No compile-time dependency on OpenTelemetry. erlang:function_exported/3 is cached by the VM (~10ns). When OTel isn't loaded, the context map contains #{otel => undefined} — restoration is a no-op pattern match.

Cost:

Operation	Cost	When
`function_exported` check	~10ns	Always
Context map construction	~10ns	Always
Extra bytes in message copy	~25 bytes	Always
`otel_ctx:attach/1`	~20ns	Only when OTel is loaded
Total	~20ns (no OTel) / ~40ns (with OTel)	Negligible vs gen_server call (~5-10μs)

User experience: Add opentelemetry + opentelemetry_telemetry to your project's deps → correlated parent/child traces across actor calls work immediately. No Beamtalk upgrade, no recompile. The telemetry bridge auto-subscribes to our events, and the propagated context provides the parent/child span correlation.

Extensible context map — future uses:

The PropagatedCtx map is designed to carry more than OTel context. Future extensions (each a separate ADR):

Key	What it carries	Use case
`otel`	OTel trace context	Distributed tracing (this ADR)
`request_id`	Correlation ID (string)	Log correlation — `Logger` auto-includes the ID in all logs from downstream actor calls, without the user threading it manually
`deadline`	Monotonic time of expiry	Timeout propagation — like Go's `context.WithTimeout`. If A→B has a 5s timeout and B takes 3s, B→C automatically gets 2s
`causality`	Logical clock / vector clock	Debugging message ordering in concurrent actor systems

The map starts with just otel in v1. Adding keys is additive — no message format change, no codegen change, no recompile.

Why telemetry matters for this path: Without telemetry, exporting spans requires coupling beamtalk_actor.erl directly to the OTel SDK. With telemetry, the OTel bridge is a user-side dependency that auto-subscribes to our events — zero changes to Beamtalk.

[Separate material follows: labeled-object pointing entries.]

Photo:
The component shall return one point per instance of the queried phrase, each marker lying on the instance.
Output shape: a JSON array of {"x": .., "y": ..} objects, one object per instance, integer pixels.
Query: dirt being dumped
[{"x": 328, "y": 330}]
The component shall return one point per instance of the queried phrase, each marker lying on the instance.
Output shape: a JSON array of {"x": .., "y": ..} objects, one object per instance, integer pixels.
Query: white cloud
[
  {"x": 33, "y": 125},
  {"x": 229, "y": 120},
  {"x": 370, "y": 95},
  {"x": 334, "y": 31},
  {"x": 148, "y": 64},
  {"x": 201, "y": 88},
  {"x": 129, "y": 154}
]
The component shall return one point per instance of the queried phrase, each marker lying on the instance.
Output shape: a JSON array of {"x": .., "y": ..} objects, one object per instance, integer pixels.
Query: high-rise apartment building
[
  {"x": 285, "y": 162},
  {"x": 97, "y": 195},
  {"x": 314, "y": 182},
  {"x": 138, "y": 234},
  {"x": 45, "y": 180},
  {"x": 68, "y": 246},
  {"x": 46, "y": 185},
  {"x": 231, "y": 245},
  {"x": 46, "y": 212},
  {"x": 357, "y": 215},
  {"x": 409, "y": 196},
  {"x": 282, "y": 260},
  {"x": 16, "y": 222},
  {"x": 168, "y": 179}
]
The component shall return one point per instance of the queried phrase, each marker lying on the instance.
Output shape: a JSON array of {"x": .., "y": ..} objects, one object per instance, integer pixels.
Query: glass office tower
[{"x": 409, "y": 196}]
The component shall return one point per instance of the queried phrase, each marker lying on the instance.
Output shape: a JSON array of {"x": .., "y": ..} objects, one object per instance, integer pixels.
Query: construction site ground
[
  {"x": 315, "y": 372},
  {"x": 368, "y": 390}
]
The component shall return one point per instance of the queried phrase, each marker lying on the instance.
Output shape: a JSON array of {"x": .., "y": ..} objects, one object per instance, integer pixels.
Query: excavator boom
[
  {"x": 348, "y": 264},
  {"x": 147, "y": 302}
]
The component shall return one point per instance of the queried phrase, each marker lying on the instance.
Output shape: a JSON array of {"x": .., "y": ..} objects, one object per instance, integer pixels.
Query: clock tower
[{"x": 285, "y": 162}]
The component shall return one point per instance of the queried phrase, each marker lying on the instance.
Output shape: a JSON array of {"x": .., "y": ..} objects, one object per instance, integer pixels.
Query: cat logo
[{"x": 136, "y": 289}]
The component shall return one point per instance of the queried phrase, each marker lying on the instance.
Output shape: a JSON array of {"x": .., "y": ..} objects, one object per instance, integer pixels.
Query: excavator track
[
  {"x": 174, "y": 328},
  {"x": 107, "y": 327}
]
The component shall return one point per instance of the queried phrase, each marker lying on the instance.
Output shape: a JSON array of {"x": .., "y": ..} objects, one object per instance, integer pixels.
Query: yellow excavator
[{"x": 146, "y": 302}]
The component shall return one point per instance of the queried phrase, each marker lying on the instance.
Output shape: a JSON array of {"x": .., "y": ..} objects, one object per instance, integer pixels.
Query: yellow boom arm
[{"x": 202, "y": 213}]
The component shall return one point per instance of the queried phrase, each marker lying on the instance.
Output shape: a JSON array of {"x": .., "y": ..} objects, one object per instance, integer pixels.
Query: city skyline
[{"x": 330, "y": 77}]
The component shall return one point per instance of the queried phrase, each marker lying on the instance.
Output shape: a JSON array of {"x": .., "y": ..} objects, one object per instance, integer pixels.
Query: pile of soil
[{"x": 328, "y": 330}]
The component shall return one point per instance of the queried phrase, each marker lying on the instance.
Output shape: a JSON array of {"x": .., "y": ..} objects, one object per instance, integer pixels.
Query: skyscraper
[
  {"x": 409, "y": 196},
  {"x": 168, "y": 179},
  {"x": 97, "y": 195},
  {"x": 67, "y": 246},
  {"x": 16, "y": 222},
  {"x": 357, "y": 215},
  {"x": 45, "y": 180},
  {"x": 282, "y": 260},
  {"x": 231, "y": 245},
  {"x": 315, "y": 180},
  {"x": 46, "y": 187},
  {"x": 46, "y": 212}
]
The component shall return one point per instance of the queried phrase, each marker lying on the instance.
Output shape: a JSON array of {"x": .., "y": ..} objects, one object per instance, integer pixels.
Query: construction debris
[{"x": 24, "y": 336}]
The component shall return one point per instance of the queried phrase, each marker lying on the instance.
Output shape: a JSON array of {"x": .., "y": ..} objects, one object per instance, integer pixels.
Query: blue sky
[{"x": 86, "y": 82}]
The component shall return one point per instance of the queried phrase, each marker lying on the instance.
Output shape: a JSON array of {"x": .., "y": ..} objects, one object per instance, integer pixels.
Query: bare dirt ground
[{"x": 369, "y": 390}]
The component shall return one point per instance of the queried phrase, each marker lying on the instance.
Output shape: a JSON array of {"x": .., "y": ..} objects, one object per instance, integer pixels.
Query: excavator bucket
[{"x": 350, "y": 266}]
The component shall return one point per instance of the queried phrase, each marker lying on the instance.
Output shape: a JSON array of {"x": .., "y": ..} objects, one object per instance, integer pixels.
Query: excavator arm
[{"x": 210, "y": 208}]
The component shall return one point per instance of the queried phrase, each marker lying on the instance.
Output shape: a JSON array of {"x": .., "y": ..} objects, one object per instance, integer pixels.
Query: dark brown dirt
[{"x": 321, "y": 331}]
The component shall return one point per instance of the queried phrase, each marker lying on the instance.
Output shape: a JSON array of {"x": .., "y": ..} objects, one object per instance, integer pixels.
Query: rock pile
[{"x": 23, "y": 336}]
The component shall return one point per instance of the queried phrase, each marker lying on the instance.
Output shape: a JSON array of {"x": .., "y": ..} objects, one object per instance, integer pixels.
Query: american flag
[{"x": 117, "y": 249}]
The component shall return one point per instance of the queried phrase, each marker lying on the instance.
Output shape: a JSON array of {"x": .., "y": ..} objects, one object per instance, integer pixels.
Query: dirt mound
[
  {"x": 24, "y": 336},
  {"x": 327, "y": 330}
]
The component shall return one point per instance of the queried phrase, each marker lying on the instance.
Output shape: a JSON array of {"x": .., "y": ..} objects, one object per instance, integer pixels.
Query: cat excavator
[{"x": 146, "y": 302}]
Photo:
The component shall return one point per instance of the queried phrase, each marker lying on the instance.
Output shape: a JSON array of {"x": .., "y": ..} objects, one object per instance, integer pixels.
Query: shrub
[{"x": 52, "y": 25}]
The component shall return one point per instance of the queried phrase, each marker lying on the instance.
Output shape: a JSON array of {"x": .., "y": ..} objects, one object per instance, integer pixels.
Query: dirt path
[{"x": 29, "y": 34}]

This is the primary justification for adopting telemetry now rather than deferring it.

Prior Art

Erlang/OTP — sys module

Every OTP behaviour supports sys:trace(Pid, true) for per-process debug output and sys:statistics(Pid, true) for basic counters (reductions, messages_in, messages_out). The output is unstructured text to stdout — useful for quick debugging but not queryable or aggregatable. The dbg module provides lower-level function tracing with pattern matching. Observer adds a GUI. recon (third-party) adds production-safe rate-limited tracing and process ranking by message queue length, reductions, or memory.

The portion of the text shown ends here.